3. Cara menghadapi haters: positive thinking!
“Kalau orangnya sumbu pendek, bisa-bisa langsung buat laporan BAP. Cuma, kalo gue nganggepnya gini, kalau ada orang yang bilang kita jelek atau apa pasti there’s something wrong with that person. Makanya dia ngeluarin vibe negatif itu dan dikeluarin ke kita. Makanya jangan dimarahin balik deh mendingan tapi dikasihanin,” tutur Antakama ketika ditanya bagaimana caranya menghadapi komentar jahat.
Shena, penyanyi jebolan ajang pencarian bakat X Factor Indonesia ini mengatakan bahwa dia cenderung tidak memedulikan komentar-komentar jahat itu asal tidak terlewat batas seperti mengirim pesan pribadi ke orang terdekatnya. Katanya komentar buruk itu dikirim oleh mereka untuk menaikkan self esteem dengan mengejek orang lain.

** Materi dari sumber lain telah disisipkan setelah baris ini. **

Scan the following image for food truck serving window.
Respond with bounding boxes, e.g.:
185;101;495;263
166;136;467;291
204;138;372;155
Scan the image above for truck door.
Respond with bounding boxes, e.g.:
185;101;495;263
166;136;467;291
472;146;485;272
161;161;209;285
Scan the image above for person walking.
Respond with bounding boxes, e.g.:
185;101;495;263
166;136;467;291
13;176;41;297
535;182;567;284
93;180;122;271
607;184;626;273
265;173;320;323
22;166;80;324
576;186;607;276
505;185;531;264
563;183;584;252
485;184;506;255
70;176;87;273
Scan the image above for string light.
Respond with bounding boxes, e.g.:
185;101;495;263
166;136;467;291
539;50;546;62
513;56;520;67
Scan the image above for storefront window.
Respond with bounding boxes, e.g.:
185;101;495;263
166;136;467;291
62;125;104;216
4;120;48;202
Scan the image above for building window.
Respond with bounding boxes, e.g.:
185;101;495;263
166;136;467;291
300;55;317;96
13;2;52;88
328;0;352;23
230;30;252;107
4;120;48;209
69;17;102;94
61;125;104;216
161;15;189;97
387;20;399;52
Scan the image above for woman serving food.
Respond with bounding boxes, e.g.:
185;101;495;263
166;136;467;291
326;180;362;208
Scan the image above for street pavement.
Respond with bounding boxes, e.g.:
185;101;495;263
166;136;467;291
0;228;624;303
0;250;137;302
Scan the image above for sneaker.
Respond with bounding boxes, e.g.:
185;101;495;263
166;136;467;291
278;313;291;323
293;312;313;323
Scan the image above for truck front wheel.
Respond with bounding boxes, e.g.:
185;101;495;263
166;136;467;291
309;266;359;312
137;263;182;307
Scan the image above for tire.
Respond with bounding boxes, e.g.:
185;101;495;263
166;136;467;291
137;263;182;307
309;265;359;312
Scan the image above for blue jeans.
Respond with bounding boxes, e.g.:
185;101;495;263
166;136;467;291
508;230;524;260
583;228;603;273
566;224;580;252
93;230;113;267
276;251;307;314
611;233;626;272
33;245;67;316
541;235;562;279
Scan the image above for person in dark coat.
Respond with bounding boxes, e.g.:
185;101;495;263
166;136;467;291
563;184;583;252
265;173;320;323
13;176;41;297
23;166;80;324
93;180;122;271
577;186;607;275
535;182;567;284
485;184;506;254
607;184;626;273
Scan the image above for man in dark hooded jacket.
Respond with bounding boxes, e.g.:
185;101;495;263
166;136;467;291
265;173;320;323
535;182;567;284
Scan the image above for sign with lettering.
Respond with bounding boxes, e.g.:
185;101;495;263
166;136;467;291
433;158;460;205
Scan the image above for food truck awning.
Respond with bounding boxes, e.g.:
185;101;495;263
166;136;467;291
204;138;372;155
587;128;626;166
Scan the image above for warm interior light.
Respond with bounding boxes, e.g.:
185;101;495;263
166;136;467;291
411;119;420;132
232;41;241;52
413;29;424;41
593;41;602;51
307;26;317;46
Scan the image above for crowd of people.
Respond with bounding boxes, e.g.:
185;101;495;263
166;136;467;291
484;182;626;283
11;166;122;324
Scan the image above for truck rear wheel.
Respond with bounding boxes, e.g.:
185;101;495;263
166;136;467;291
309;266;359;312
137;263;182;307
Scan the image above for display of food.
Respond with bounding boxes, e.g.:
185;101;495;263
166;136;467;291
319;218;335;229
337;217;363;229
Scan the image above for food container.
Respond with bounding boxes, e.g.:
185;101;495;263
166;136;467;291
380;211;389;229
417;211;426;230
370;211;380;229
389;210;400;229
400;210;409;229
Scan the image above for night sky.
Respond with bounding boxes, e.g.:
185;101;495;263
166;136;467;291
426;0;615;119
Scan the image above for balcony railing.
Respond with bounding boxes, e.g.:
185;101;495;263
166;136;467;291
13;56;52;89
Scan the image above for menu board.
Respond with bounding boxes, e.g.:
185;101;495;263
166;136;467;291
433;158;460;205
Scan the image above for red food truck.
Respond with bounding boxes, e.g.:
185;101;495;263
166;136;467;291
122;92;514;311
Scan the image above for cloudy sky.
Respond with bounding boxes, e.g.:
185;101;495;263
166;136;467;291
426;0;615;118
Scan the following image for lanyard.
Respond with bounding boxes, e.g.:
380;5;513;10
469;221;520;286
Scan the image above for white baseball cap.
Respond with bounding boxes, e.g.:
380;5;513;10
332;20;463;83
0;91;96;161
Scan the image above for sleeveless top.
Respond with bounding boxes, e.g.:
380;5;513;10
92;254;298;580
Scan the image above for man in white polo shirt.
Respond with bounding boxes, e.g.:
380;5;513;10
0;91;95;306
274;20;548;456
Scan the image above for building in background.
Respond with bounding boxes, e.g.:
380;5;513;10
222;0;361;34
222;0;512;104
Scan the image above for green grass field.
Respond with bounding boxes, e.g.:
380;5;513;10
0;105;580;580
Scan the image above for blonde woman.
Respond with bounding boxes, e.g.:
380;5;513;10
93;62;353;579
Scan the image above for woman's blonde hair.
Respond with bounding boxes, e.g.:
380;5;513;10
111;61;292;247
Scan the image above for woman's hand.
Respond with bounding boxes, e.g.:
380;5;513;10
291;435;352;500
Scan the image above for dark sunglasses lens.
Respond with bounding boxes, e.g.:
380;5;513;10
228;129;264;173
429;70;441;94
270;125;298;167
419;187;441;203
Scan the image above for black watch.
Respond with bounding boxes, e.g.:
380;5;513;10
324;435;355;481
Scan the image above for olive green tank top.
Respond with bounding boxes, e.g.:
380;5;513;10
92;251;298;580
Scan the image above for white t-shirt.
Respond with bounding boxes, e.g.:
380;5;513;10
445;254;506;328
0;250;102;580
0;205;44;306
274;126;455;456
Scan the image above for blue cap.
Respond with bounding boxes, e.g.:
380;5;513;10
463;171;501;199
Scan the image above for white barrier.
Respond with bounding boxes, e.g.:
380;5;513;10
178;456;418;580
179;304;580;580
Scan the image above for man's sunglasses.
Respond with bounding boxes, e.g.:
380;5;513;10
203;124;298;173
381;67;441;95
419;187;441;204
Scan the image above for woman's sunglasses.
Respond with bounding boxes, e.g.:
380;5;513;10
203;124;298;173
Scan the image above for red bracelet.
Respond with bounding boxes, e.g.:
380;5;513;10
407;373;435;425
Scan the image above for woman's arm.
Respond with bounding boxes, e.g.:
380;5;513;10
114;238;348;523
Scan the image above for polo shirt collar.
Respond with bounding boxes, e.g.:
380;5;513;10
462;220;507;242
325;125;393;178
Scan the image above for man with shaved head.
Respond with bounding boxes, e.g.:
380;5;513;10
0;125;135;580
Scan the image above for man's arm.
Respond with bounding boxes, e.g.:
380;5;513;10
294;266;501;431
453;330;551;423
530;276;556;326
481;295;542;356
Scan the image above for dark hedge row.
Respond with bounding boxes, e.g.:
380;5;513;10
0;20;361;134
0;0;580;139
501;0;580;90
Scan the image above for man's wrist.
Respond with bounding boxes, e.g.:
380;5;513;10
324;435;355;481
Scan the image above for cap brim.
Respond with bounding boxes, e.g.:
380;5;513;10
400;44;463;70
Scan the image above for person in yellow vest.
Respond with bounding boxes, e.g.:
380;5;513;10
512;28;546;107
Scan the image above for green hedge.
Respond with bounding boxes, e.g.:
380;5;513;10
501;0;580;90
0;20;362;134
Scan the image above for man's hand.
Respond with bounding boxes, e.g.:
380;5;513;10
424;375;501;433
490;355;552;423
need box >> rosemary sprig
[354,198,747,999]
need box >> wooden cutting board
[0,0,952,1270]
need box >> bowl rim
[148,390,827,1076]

4. Jumlah likes nggak mencerminkan kebahagiaan seseorang lho!
Menjadi bintang di media sosial memang nggak melulu menyenangkan. Ada engagement yang harus diperhatikan untuk menjaga nilai profil kita di mata klien. Ucita mengaku terkadang merasa sedih ketika menyadari jumlah engagement di media sosialnya tidak sesuai ekspektasinya. “Apalagi kalau masalah endorsement, bikin nggak enak sama klien.”
Di sisi lain, fenomena media sosial ini membuat Ankatama berefleksi terhadap kehidupan yang dijalaninya. “Kemarin gue baru ngobrolin sama suami. Gila ya, ternyata standar kebahagiaan seseorang seakan dilihat dari jumlah likes,” katanya.
Ankatama mengaku bahwa kewajibannya untuk mempertahankan engagement nggak terlalu mengganggu tapi bisa menjadi racun jika suatu hari dia nggak mampu menghadapinya dengan baik.
Ah, bicara perkembangan dunia digital memang nggak ada abisnya ya, Bela! Di satu sisi kita harus selalu bersikap adaptif dengan perkembangan teknologi, tapi di sisi lainnya juga harus mempertahankan nilai-nilai karakter di dalam diri sendiri. Nggak mau dong, kalau cuma ponsel kita aja yang pintar?
Inget ya, nggak usah pusing juga untuk menanggapi para haters. Seperti yang Ucita Pohan bilang, “Pada akhirnya, we have to kill them with kindness!”